Thursday, 7 January 2010
Who's searching for whom on the Australian political scene as we enter the mother of all election periods
Over the next eighteen months Australians will go to the polls across Australia to elect a Federal Government (probably in 2010 but by April 2011 at the latest) and electors will be voting at state level in South Australia (March 2010), Tasmania (May 2010 at latest), Victoria (November 2010), and New South Wales (March 2011).
According to the Australian Elections Timetable the Northern Territory won't hold a state election until August 2012, the Australian Capital Territory is next at the polls in October 2012, West Australia does not have to hold an election before June 2012 at the earliest and Queensland does not go have to go to the polls until June 2012.
All in all, somewhere in the country voters will be having campaign spin forced down their throats (with varying degrees of resistance) for some time to come.
Google Trends comparison of Internet searches for Leaders of Government and their Opposition counterparts - Kevin Rudd & Tony Abbott (Federal), Anna Bligh & John-Paul Langbroek (QLD), Mike Rann & Isobel Redmond (SA), David Bartlett & Will Hodgman (TAS), John Brumby & Ted Ballieu (VIC), Colin Barnett & Eric Ripper (WA), John Stanhope & Zed Seselja (ACT), Paul Henderson & Terry Mills (NT) and Kristina Keneally & Barry O'Farrell (NSW).

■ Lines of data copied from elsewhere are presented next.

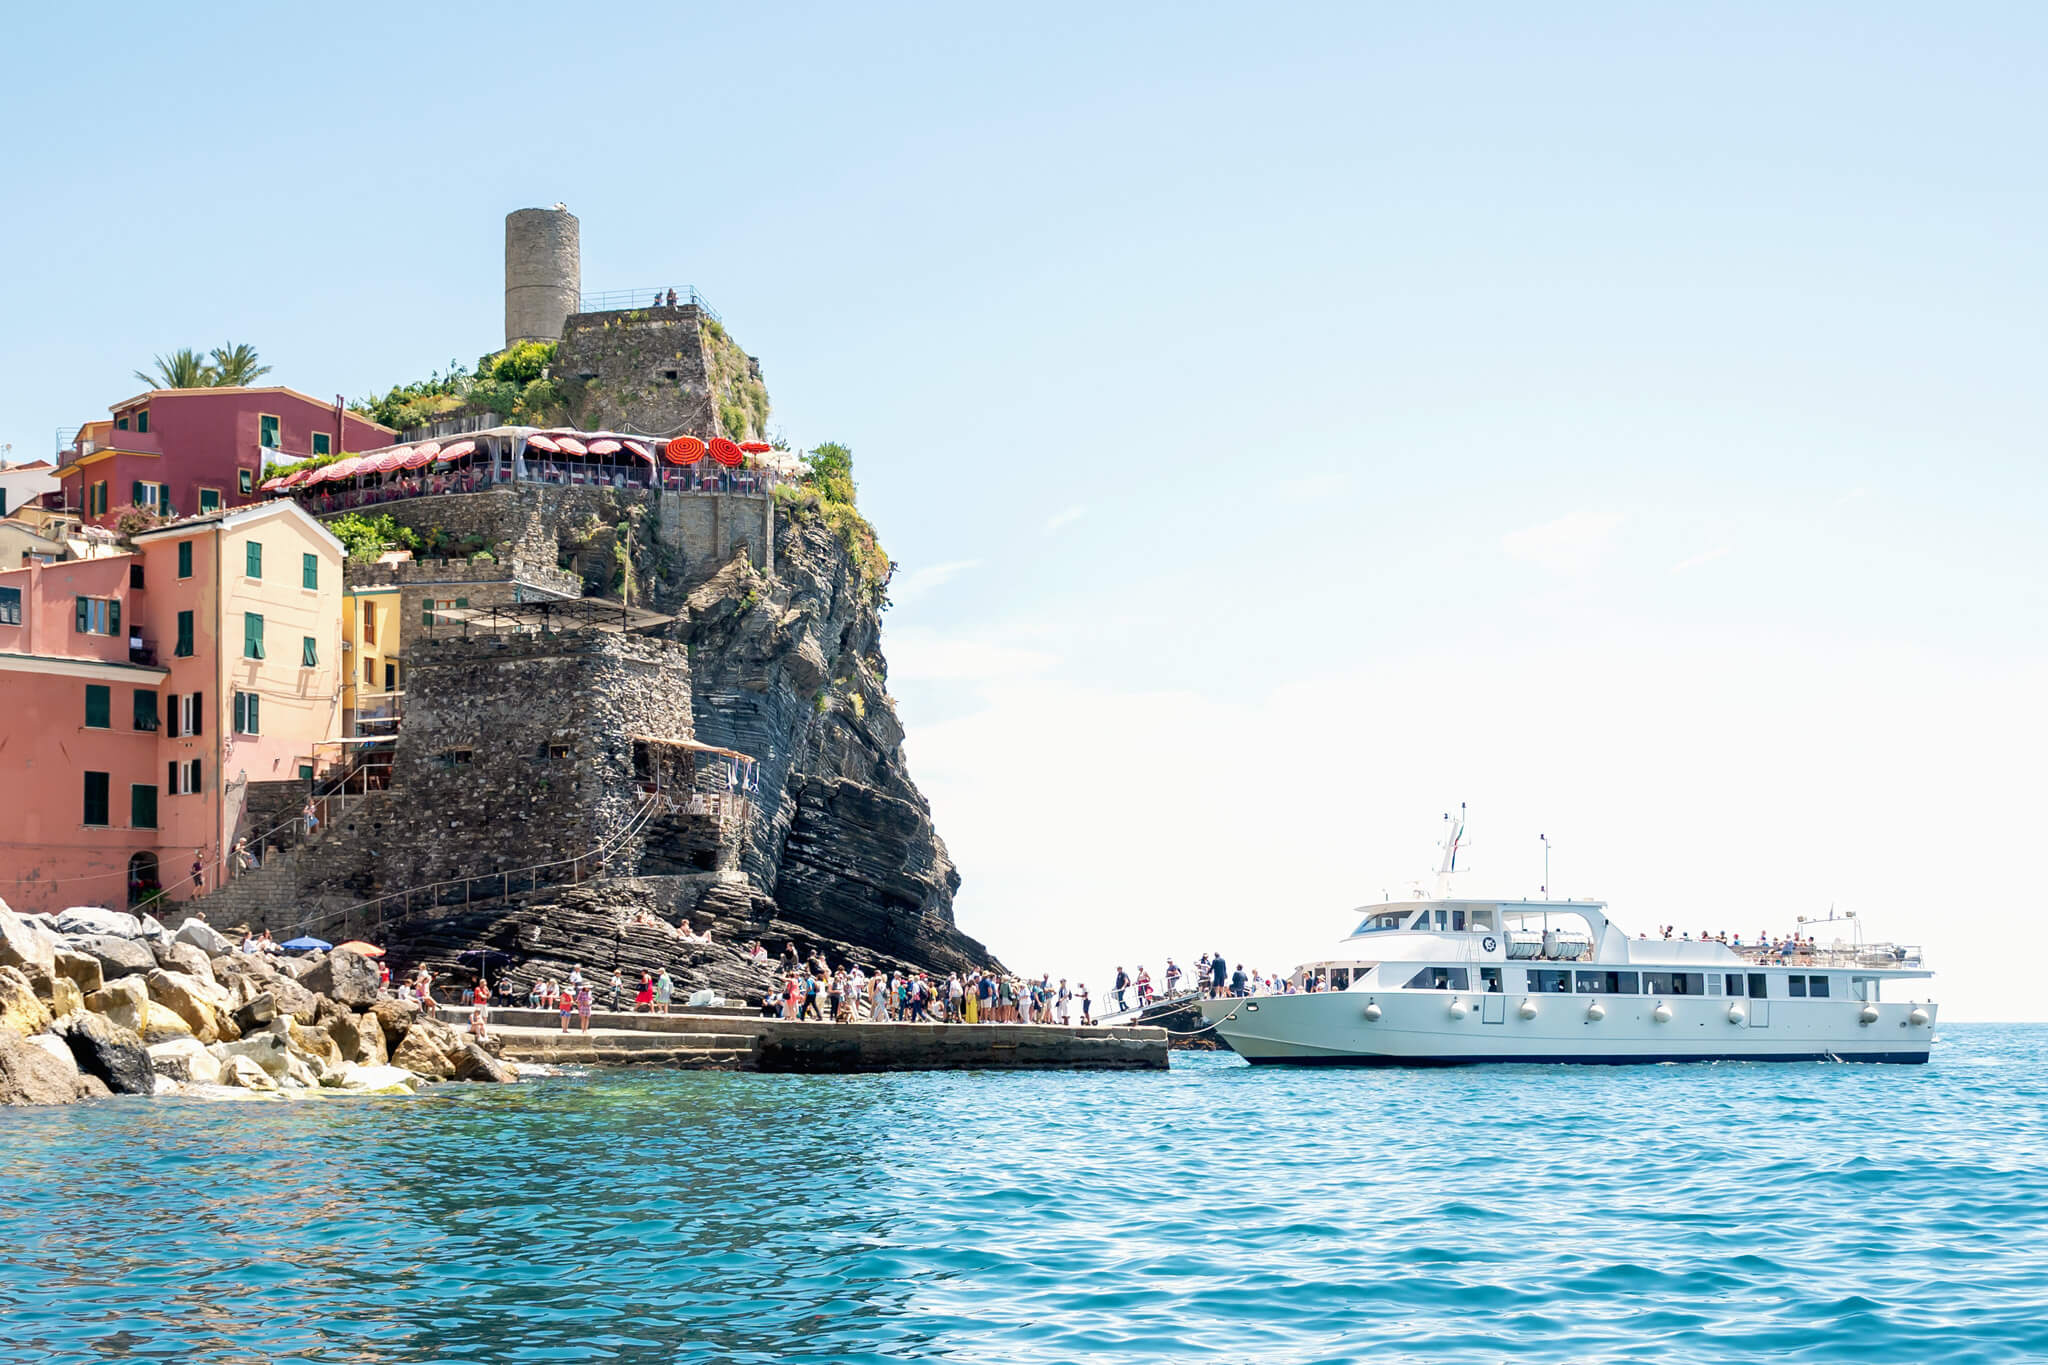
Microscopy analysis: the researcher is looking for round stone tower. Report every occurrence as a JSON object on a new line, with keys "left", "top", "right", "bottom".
{"left": 504, "top": 206, "right": 581, "bottom": 347}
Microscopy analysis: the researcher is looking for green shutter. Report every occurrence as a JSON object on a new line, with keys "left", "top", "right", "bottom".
{"left": 261, "top": 415, "right": 279, "bottom": 448}
{"left": 133, "top": 689, "right": 158, "bottom": 730}
{"left": 244, "top": 613, "right": 264, "bottom": 659}
{"left": 246, "top": 542, "right": 262, "bottom": 578}
{"left": 302, "top": 636, "right": 318, "bottom": 667}
{"left": 75, "top": 597, "right": 87, "bottom": 632}
{"left": 302, "top": 553, "right": 318, "bottom": 590}
{"left": 132, "top": 480, "right": 144, "bottom": 508}
{"left": 233, "top": 692, "right": 245, "bottom": 732}
{"left": 83, "top": 772, "right": 108, "bottom": 826}
{"left": 175, "top": 610, "right": 194, "bottom": 657}
{"left": 131, "top": 784, "right": 157, "bottom": 830}
{"left": 84, "top": 685, "right": 109, "bottom": 728}
{"left": 137, "top": 409, "right": 148, "bottom": 434}
{"left": 178, "top": 540, "right": 192, "bottom": 577}
{"left": 199, "top": 489, "right": 219, "bottom": 513}
{"left": 312, "top": 432, "right": 330, "bottom": 455}
{"left": 423, "top": 601, "right": 434, "bottom": 628}
{"left": 249, "top": 693, "right": 260, "bottom": 734}
{"left": 191, "top": 690, "right": 202, "bottom": 736}
{"left": 108, "top": 598, "right": 119, "bottom": 635}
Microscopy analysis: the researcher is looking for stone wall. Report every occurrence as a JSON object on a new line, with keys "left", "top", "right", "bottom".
{"left": 552, "top": 306, "right": 769, "bottom": 441}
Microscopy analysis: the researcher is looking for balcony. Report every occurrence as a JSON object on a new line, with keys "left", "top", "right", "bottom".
{"left": 129, "top": 640, "right": 158, "bottom": 667}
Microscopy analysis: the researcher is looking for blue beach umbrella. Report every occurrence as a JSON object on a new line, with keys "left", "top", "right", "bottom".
{"left": 279, "top": 936, "right": 332, "bottom": 953}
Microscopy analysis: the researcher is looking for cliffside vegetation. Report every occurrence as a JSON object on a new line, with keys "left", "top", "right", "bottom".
{"left": 774, "top": 441, "right": 891, "bottom": 605}
{"left": 328, "top": 512, "right": 420, "bottom": 562}
{"left": 702, "top": 318, "right": 771, "bottom": 441}
{"left": 350, "top": 342, "right": 565, "bottom": 433}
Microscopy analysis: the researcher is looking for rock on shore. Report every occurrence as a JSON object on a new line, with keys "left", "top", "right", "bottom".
{"left": 0, "top": 900, "right": 516, "bottom": 1107}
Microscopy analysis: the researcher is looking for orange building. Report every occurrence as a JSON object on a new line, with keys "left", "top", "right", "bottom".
{"left": 0, "top": 500, "right": 343, "bottom": 911}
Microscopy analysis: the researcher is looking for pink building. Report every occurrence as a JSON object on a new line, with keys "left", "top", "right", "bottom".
{"left": 58, "top": 387, "right": 395, "bottom": 529}
{"left": 0, "top": 500, "right": 344, "bottom": 912}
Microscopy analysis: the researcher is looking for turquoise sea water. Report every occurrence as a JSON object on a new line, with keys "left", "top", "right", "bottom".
{"left": 3, "top": 1024, "right": 2046, "bottom": 1364}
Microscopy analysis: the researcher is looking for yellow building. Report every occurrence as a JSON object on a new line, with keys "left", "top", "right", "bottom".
{"left": 341, "top": 584, "right": 402, "bottom": 737}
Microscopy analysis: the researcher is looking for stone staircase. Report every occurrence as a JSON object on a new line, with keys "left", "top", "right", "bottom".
{"left": 491, "top": 1023, "right": 759, "bottom": 1071}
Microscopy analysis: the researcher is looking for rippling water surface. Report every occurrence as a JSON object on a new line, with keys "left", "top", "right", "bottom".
{"left": 4, "top": 1025, "right": 2047, "bottom": 1363}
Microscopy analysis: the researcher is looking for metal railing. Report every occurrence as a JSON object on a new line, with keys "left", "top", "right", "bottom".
{"left": 578, "top": 287, "right": 721, "bottom": 322}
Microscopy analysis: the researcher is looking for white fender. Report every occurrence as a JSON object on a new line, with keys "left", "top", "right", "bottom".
{"left": 1448, "top": 998, "right": 1469, "bottom": 1019}
{"left": 1909, "top": 1007, "right": 1930, "bottom": 1026}
{"left": 1585, "top": 1001, "right": 1606, "bottom": 1022}
{"left": 1727, "top": 1004, "right": 1746, "bottom": 1024}
{"left": 1518, "top": 998, "right": 1539, "bottom": 1020}
{"left": 1652, "top": 1002, "right": 1674, "bottom": 1023}
{"left": 1363, "top": 1001, "right": 1382, "bottom": 1022}
{"left": 1858, "top": 1004, "right": 1880, "bottom": 1025}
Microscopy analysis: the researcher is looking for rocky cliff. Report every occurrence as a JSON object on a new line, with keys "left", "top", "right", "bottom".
{"left": 200, "top": 486, "right": 996, "bottom": 1002}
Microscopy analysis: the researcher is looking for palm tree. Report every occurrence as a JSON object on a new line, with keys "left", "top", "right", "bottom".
{"left": 208, "top": 343, "right": 271, "bottom": 387}
{"left": 135, "top": 348, "right": 214, "bottom": 390}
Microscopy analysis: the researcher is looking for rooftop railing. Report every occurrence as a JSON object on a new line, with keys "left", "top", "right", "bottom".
{"left": 577, "top": 287, "right": 721, "bottom": 322}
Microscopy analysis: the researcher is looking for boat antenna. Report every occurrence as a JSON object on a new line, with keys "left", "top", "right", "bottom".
{"left": 1541, "top": 832, "right": 1551, "bottom": 901}
{"left": 1436, "top": 804, "right": 1467, "bottom": 897}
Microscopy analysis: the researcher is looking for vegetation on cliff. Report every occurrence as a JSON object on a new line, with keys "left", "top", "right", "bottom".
{"left": 349, "top": 342, "right": 565, "bottom": 432}
{"left": 773, "top": 441, "right": 892, "bottom": 605}
{"left": 702, "top": 318, "right": 771, "bottom": 441}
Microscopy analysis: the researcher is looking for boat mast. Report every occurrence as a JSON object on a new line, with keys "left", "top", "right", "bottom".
{"left": 1435, "top": 804, "right": 1467, "bottom": 898}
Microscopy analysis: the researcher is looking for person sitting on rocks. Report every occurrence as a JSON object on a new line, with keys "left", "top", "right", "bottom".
{"left": 747, "top": 941, "right": 767, "bottom": 962}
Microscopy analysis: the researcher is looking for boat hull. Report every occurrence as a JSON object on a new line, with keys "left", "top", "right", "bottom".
{"left": 1198, "top": 992, "right": 1938, "bottom": 1066}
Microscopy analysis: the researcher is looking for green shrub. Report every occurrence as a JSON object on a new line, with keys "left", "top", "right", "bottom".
{"left": 329, "top": 512, "right": 420, "bottom": 562}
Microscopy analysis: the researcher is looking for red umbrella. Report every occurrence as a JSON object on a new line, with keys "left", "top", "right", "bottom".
{"left": 527, "top": 434, "right": 560, "bottom": 453}
{"left": 321, "top": 456, "right": 363, "bottom": 482}
{"left": 664, "top": 436, "right": 705, "bottom": 465}
{"left": 259, "top": 475, "right": 283, "bottom": 491}
{"left": 555, "top": 435, "right": 588, "bottom": 456}
{"left": 429, "top": 440, "right": 473, "bottom": 466}
{"left": 586, "top": 439, "right": 621, "bottom": 455}
{"left": 709, "top": 437, "right": 744, "bottom": 468}
{"left": 740, "top": 441, "right": 773, "bottom": 453}
{"left": 622, "top": 439, "right": 652, "bottom": 462}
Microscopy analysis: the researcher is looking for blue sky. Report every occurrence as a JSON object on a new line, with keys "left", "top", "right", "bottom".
{"left": 4, "top": 4, "right": 2043, "bottom": 1016}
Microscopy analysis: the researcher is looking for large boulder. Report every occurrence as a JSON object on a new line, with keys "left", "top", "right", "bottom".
{"left": 350, "top": 1012, "right": 388, "bottom": 1066}
{"left": 51, "top": 1011, "right": 155, "bottom": 1094}
{"left": 303, "top": 950, "right": 380, "bottom": 1008}
{"left": 144, "top": 970, "right": 221, "bottom": 1044}
{"left": 48, "top": 977, "right": 83, "bottom": 1020}
{"left": 390, "top": 1025, "right": 456, "bottom": 1080}
{"left": 0, "top": 967, "right": 53, "bottom": 1036}
{"left": 0, "top": 1026, "right": 79, "bottom": 1106}
{"left": 367, "top": 997, "right": 422, "bottom": 1052}
{"left": 231, "top": 990, "right": 278, "bottom": 1035}
{"left": 172, "top": 918, "right": 233, "bottom": 957}
{"left": 328, "top": 1064, "right": 417, "bottom": 1094}
{"left": 154, "top": 941, "right": 217, "bottom": 985}
{"left": 219, "top": 1054, "right": 277, "bottom": 1090}
{"left": 288, "top": 1022, "right": 344, "bottom": 1070}
{"left": 86, "top": 976, "right": 149, "bottom": 1028}
{"left": 220, "top": 1031, "right": 291, "bottom": 1080}
{"left": 71, "top": 935, "right": 156, "bottom": 981}
{"left": 53, "top": 947, "right": 104, "bottom": 995}
{"left": 54, "top": 907, "right": 144, "bottom": 939}
{"left": 450, "top": 1038, "right": 519, "bottom": 1084}
{"left": 0, "top": 903, "right": 58, "bottom": 977}
{"left": 147, "top": 1037, "right": 222, "bottom": 1086}
{"left": 268, "top": 974, "right": 320, "bottom": 1025}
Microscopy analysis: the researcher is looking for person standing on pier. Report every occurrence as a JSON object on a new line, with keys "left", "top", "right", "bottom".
{"left": 575, "top": 979, "right": 594, "bottom": 1031}
{"left": 1209, "top": 953, "right": 1228, "bottom": 1000}
{"left": 1114, "top": 967, "right": 1129, "bottom": 1013}
{"left": 1165, "top": 960, "right": 1181, "bottom": 995}
{"left": 654, "top": 969, "right": 674, "bottom": 1016}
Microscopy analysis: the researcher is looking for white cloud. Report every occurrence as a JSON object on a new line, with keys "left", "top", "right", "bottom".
{"left": 1043, "top": 505, "right": 1089, "bottom": 534}
{"left": 890, "top": 558, "right": 980, "bottom": 606}
{"left": 1501, "top": 508, "right": 1628, "bottom": 574}
{"left": 1671, "top": 546, "right": 1730, "bottom": 574}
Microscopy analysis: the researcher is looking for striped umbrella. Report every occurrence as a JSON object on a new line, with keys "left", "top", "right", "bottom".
{"left": 709, "top": 437, "right": 744, "bottom": 468}
{"left": 664, "top": 436, "right": 706, "bottom": 465}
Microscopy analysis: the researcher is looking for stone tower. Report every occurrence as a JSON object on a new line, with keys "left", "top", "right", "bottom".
{"left": 504, "top": 206, "right": 581, "bottom": 347}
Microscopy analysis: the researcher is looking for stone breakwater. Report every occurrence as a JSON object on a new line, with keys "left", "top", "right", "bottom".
{"left": 0, "top": 902, "right": 518, "bottom": 1106}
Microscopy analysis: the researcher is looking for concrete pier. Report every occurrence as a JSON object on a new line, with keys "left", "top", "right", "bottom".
{"left": 482, "top": 1008, "right": 1169, "bottom": 1073}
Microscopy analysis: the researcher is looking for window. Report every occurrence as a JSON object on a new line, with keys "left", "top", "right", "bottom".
{"left": 1478, "top": 966, "right": 1503, "bottom": 993}
{"left": 175, "top": 610, "right": 194, "bottom": 657}
{"left": 312, "top": 432, "right": 331, "bottom": 456}
{"left": 75, "top": 596, "right": 119, "bottom": 635}
{"left": 115, "top": 415, "right": 129, "bottom": 431}
{"left": 1528, "top": 969, "right": 1573, "bottom": 993}
{"left": 302, "top": 636, "right": 318, "bottom": 667}
{"left": 1403, "top": 966, "right": 1469, "bottom": 991}
{"left": 298, "top": 764, "right": 314, "bottom": 781}
{"left": 302, "top": 553, "right": 318, "bottom": 590}
{"left": 130, "top": 784, "right": 157, "bottom": 830}
{"left": 1642, "top": 972, "right": 1707, "bottom": 996}
{"left": 1787, "top": 975, "right": 1808, "bottom": 998}
{"left": 177, "top": 541, "right": 193, "bottom": 578}
{"left": 129, "top": 563, "right": 144, "bottom": 589}
{"left": 439, "top": 748, "right": 474, "bottom": 767}
{"left": 199, "top": 489, "right": 220, "bottom": 514}
{"left": 259, "top": 414, "right": 280, "bottom": 449}
{"left": 547, "top": 744, "right": 571, "bottom": 760}
{"left": 89, "top": 481, "right": 107, "bottom": 517}
{"left": 238, "top": 469, "right": 254, "bottom": 495}
{"left": 233, "top": 690, "right": 261, "bottom": 735}
{"left": 361, "top": 603, "right": 377, "bottom": 645}
{"left": 136, "top": 409, "right": 149, "bottom": 434}
{"left": 1575, "top": 971, "right": 1641, "bottom": 995}
{"left": 84, "top": 684, "right": 110, "bottom": 729}
{"left": 245, "top": 542, "right": 263, "bottom": 578}
{"left": 174, "top": 691, "right": 203, "bottom": 736}
{"left": 133, "top": 690, "right": 158, "bottom": 731}
{"left": 0, "top": 586, "right": 19, "bottom": 626}
{"left": 83, "top": 772, "right": 109, "bottom": 826}
{"left": 1723, "top": 974, "right": 1747, "bottom": 997}
{"left": 383, "top": 662, "right": 397, "bottom": 691}
{"left": 1748, "top": 974, "right": 1769, "bottom": 999}
{"left": 168, "top": 758, "right": 202, "bottom": 795}
{"left": 1808, "top": 975, "right": 1830, "bottom": 998}
{"left": 243, "top": 612, "right": 264, "bottom": 659}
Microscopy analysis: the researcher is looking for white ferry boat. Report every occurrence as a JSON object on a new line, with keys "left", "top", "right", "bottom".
{"left": 1199, "top": 817, "right": 1938, "bottom": 1065}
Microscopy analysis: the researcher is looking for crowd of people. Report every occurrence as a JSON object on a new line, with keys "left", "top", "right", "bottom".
{"left": 1649, "top": 926, "right": 1830, "bottom": 961}
{"left": 762, "top": 944, "right": 1096, "bottom": 1025}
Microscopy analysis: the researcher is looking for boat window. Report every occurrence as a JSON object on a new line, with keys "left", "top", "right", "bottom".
{"left": 1706, "top": 976, "right": 1723, "bottom": 996}
{"left": 1787, "top": 975, "right": 1807, "bottom": 998}
{"left": 1851, "top": 976, "right": 1877, "bottom": 1002}
{"left": 1724, "top": 974, "right": 1746, "bottom": 997}
{"left": 1330, "top": 968, "right": 1350, "bottom": 990}
{"left": 1573, "top": 971, "right": 1639, "bottom": 994}
{"left": 1470, "top": 910, "right": 1495, "bottom": 931}
{"left": 1403, "top": 966, "right": 1469, "bottom": 991}
{"left": 1356, "top": 910, "right": 1409, "bottom": 933}
{"left": 1808, "top": 975, "right": 1830, "bottom": 999}
{"left": 1435, "top": 909, "right": 1450, "bottom": 930}
{"left": 1480, "top": 967, "right": 1503, "bottom": 993}
{"left": 1642, "top": 972, "right": 1707, "bottom": 996}
{"left": 1451, "top": 910, "right": 1467, "bottom": 931}
{"left": 1528, "top": 969, "right": 1572, "bottom": 993}
{"left": 1748, "top": 974, "right": 1769, "bottom": 999}
{"left": 1410, "top": 910, "right": 1432, "bottom": 930}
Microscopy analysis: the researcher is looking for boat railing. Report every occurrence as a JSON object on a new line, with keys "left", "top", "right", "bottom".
{"left": 1731, "top": 943, "right": 1924, "bottom": 969}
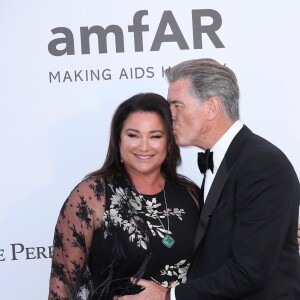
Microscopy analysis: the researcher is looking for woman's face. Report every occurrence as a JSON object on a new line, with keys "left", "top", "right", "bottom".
{"left": 119, "top": 111, "right": 167, "bottom": 177}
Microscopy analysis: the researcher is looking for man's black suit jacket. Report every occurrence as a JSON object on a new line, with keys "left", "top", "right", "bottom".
{"left": 176, "top": 126, "right": 300, "bottom": 299}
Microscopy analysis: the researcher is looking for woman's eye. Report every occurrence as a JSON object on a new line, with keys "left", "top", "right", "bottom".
{"left": 151, "top": 135, "right": 162, "bottom": 139}
{"left": 127, "top": 134, "right": 138, "bottom": 138}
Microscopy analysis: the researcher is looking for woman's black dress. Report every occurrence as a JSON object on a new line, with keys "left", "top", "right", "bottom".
{"left": 49, "top": 175, "right": 199, "bottom": 300}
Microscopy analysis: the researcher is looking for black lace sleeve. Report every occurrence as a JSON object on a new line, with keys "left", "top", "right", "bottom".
{"left": 48, "top": 177, "right": 105, "bottom": 300}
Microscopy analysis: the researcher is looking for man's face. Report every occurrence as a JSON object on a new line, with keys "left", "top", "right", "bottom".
{"left": 167, "top": 78, "right": 208, "bottom": 147}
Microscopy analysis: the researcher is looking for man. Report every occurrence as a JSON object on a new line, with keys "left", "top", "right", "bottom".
{"left": 116, "top": 58, "right": 300, "bottom": 299}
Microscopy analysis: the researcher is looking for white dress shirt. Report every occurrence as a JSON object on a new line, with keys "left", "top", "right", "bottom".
{"left": 171, "top": 120, "right": 243, "bottom": 300}
{"left": 203, "top": 120, "right": 243, "bottom": 202}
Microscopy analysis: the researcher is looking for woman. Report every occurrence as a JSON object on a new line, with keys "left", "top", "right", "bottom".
{"left": 48, "top": 93, "right": 201, "bottom": 300}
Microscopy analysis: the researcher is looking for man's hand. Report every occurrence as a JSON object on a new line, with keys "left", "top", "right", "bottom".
{"left": 113, "top": 279, "right": 169, "bottom": 300}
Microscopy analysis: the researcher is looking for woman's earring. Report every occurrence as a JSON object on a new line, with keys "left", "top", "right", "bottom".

Langbroek, Redmond, Hodgman, Ballieu, Ripper, Selselja, Mills and O'Farrell all rate low on a search query scale at home or overseas, but although still battling against an incumbent with a higher profile Tony Abbott tracks fairly steadily against the Prime Minister Kevin Rudd and interest in him has shown a spike since he became Leader of the Opposition.
Only in Tasmania and the ACT did there appear to be sustained and vaguely comparable levels of search term disinterest in both government and opposition leaders.
It will be interesting to see if how these politicians trend on the Internet bore any relation to how they fared at the next elections.